Mental health disorders and the workplace have a difficult relationship, and it can be tricky to get the balance right. Being employed, whether full time or part time, can improve mental health, and provides people structure, self-worth, and a sense of purpose. However, when your workplace does not understand how to accommodate mental health problems, it can be really challenging. Particularly as mental illness is not visible, there is no cast, there are no crutches, and there is nothing on the outside to suggest anything is amiss. So it can even be problematic for management teams, if they cannot see that anything is wrong, they won’t necessarily be able to help.

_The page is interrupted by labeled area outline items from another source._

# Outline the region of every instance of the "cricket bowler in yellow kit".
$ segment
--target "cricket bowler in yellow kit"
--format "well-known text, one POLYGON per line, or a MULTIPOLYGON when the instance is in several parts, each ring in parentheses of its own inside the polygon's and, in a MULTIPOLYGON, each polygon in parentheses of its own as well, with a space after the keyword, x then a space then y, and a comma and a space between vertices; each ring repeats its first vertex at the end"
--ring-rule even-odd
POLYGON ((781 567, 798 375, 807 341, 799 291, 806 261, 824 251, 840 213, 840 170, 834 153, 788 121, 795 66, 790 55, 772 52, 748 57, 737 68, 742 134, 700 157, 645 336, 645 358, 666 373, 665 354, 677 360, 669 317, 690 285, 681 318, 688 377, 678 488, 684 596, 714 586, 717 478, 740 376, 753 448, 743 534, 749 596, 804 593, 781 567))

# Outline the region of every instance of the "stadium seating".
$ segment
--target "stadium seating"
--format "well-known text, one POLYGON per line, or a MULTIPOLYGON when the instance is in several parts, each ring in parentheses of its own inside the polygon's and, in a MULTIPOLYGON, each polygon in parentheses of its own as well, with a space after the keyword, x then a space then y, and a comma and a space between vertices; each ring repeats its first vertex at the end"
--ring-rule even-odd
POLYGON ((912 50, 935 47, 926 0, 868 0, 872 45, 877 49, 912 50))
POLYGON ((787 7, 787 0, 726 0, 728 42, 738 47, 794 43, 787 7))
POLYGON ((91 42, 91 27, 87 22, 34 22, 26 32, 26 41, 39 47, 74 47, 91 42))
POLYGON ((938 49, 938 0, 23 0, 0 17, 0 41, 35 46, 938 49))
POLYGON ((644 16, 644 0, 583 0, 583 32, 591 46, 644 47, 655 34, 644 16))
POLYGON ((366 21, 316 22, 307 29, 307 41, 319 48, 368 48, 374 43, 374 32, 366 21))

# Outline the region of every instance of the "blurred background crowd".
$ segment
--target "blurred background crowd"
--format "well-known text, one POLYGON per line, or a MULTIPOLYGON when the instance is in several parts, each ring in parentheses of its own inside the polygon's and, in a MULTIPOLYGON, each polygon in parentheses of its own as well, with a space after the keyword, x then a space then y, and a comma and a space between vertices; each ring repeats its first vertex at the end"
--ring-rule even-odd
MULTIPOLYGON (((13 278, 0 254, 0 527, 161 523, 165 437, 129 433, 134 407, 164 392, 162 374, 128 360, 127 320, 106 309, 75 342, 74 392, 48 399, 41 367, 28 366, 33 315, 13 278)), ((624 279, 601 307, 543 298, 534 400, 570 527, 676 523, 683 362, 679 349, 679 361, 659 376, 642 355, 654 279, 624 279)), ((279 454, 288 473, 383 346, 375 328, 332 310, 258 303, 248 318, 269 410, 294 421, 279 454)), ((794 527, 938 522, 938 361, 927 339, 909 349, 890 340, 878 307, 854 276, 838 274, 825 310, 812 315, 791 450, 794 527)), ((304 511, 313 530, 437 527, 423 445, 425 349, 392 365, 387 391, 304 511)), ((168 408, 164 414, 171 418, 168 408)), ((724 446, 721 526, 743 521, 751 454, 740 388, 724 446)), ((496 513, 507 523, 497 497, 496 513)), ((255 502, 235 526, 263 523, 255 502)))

This is why it is so essential to be mindful that mental illness is a big problem in the UK, and the chances are, someone you know is suffering with a mental illness like depression. Whether you have a mental illness or not, everyone needs a little extra support now and then, so it is important to have things in place to foster communication, openness, and team work. So, with that in mind, what can we do to help others who may be going through mental illness?
Arrange an office picnic at the local park.
Take group coffee breaks instead of all sitting alone, making time to spend together socialising is very important.
Exercise together – invite a yoga teacher to give a class in the office.
Have plants in the office – research has shown that having greenery around us promotes concentration, and reduces stress.
Create a board dedicated to mental health – display the resources people can use if they are suffering with mental illness (like charities, phone lines, and meditation apps), and leave space for colleagues to pin up anonymous positive comments. Something like this opens up the conversation around mental health, and makes it OK to talk about it.
Paint the office blue, as it is a calming colour which makes people feel less stressed.
Make sure you hold regular meetings – keeping communication going is extremely important and encourages team work.
Give people incentives – have a team member of the week, or have a competition to see who can do the most steps in a week – rewarding people is a great way to improve the mood of your colleagues.
The most important thing of all is to be supportive, understanding, and patient. If a member of staff tells you they are finding work difficult or stressful it is crucial to listen to them and make them feel that you are trying to help them.